# Oil leaking from bellhousing?



## SN2BJDM (Aug 20, 2004)

Ok got a problem here. Cant stop oil leaking from bellhousing. It leaks from the bottom and on the corner bolt by the starter. I took the tranny out yesterday and did the rear main seal. The seal didnt seem to be leaking tho as my clutch was dry as could be. I also did a new oil pan gasket. Now when doing the gasket i noticed the bolts furthest to the rear the last two, wont get tight. Could this be the source of my leak? Anyway i can fix it? The leak doesnt seem to be anymore or any less than it was before.


----------



## OTIS311 (May 25, 2004)

*Re: Oil leaking from bellhousing? (SN2BJDM)*

did you replace you input shaft seal on the tranny, that might be whats leaking. those to screws you speak of thread into the aluminum rear seal housing. they strip really easy, i think as long as you got a good pan gasket and the other bolts are tight you should be good, maybe throw some RTV on that spot.


----------



## SN2BJDM (Aug 20, 2004)

no i didnt replace that seal, wouldnt that seal leak gear oil tho? Im gonna drop it again tonight.....UNFORTUNATELY and see if i can see anything....which i doubt


----------



## OTIS311 (May 25, 2004)

*Re: (SN2BJDM)*

it would leak gear oil, and slowly mess your trans. i know from experience


----------



## SN2BJDM (Aug 20, 2004)

this looks like engine oil to me. How can i tell the diff?


----------



## OTIS311 (May 25, 2004)

*Re: (SN2BJDM)*

gear oil has a different consistancy, little thicker. it smells funky. you probably would have noticed the mess when you had it all apart, the bell housing would be all messy


----------



## SN2BJDM (Aug 20, 2004)

well then i guess thats not my problem


----------



## onewiper (Aug 29, 2002)

Check your oil preasure sending unit, they are prone to cracking and will leak oil down towards your starter making it look like a leaking rear seal.


----------



## SN2BJDM (Aug 20, 2004)

well i just checked the one on the back of the head and it was pretty loose, im hoping that was it. Im gonna fill it up with oil when i get home from work and see how it does.


----------



## antichristonwheels (Jun 14, 2001)

*Re: Oil leaking from bellhousing? (SN2BJDM)*

there is an oil galley plug on the back of the block which if leaking will make you think it's a bad rear main.


----------



## roccostud (Jun 7, 2002)

*Re: Oil leaking from bellhousing? (SN2BJDM)*


_Quote, originally posted by *SN2BJDM* »_Ok got a problem here. Cant stop oil leaking from bellhousing. It leaks from the bottom and on the corner bolt by the starter. I took the tranny out yesterday and did the rear main seal. The seal didnt seem to be leaking tho as my clutch was dry as could be. I also did a new oil pan gasket. Now when doing the gasket i noticed the bolts furthest to the rear the last two, wont get tight. Could this be the source of my leak? Anyway i can fix it? The leak doesnt seem to be anymore or any less than it was before.

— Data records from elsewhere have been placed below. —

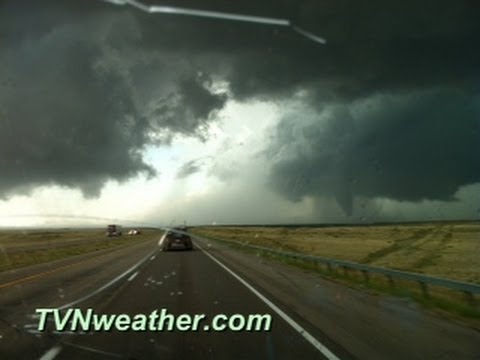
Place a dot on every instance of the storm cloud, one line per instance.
(387, 109)
(411, 147)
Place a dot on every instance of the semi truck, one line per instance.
(114, 230)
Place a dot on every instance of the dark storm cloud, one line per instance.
(76, 108)
(421, 146)
(89, 85)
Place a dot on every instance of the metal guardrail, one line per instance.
(468, 289)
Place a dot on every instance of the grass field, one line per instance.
(19, 248)
(449, 250)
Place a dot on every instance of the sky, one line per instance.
(111, 113)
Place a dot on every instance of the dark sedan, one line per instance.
(176, 241)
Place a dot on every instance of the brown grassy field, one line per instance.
(19, 248)
(449, 250)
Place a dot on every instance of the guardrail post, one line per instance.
(390, 281)
(424, 288)
(469, 298)
(365, 276)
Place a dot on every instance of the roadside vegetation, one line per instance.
(20, 248)
(447, 250)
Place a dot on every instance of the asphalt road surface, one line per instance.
(310, 318)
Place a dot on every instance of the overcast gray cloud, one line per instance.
(390, 104)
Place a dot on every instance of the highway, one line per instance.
(311, 318)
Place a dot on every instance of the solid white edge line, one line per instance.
(133, 276)
(317, 344)
(52, 353)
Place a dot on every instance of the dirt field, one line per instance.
(449, 250)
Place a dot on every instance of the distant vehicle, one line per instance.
(182, 228)
(174, 240)
(114, 230)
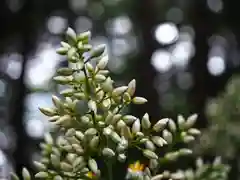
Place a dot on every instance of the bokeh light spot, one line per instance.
(161, 61)
(166, 33)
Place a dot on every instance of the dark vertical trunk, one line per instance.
(145, 19)
(201, 22)
(26, 32)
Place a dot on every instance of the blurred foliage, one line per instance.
(223, 134)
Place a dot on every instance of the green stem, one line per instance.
(109, 168)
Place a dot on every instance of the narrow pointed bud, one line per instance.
(62, 79)
(139, 100)
(103, 62)
(47, 111)
(126, 132)
(98, 51)
(48, 138)
(91, 132)
(55, 160)
(157, 177)
(93, 165)
(149, 145)
(65, 166)
(119, 90)
(136, 126)
(85, 36)
(167, 136)
(39, 166)
(62, 51)
(160, 125)
(115, 137)
(41, 175)
(58, 178)
(191, 120)
(14, 176)
(100, 78)
(108, 152)
(181, 121)
(65, 71)
(122, 157)
(71, 35)
(94, 142)
(109, 118)
(80, 77)
(131, 87)
(92, 106)
(56, 101)
(193, 131)
(159, 141)
(128, 119)
(79, 135)
(172, 125)
(25, 173)
(150, 154)
(146, 124)
(184, 152)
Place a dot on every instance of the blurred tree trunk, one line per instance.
(26, 30)
(144, 17)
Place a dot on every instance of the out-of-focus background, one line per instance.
(184, 55)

could the threads be stripped out







if so ive found that a nice stash of helicoils is nice when you have an old vw.


----------



## SN2BJDM (Aug 20, 2004)

*Re: Oil leaking from bellhousing? (antichristonwheels)*


_Quote, originally posted by *antichristonwheels* »_there is an oil galley plug on the back of the block which if leaking will make you think it's a bad rear main.

anymore info on this? Where is it? Its a 2.0l aba btw


----------



## antichristonwheels (Jun 14, 2001)

*Re: Oil leaking from bellhousing? (SN2BJDM)*

under the bell housing, close to the starter, looks like a tiny freeze plug about 11-12mm in diameter,


----------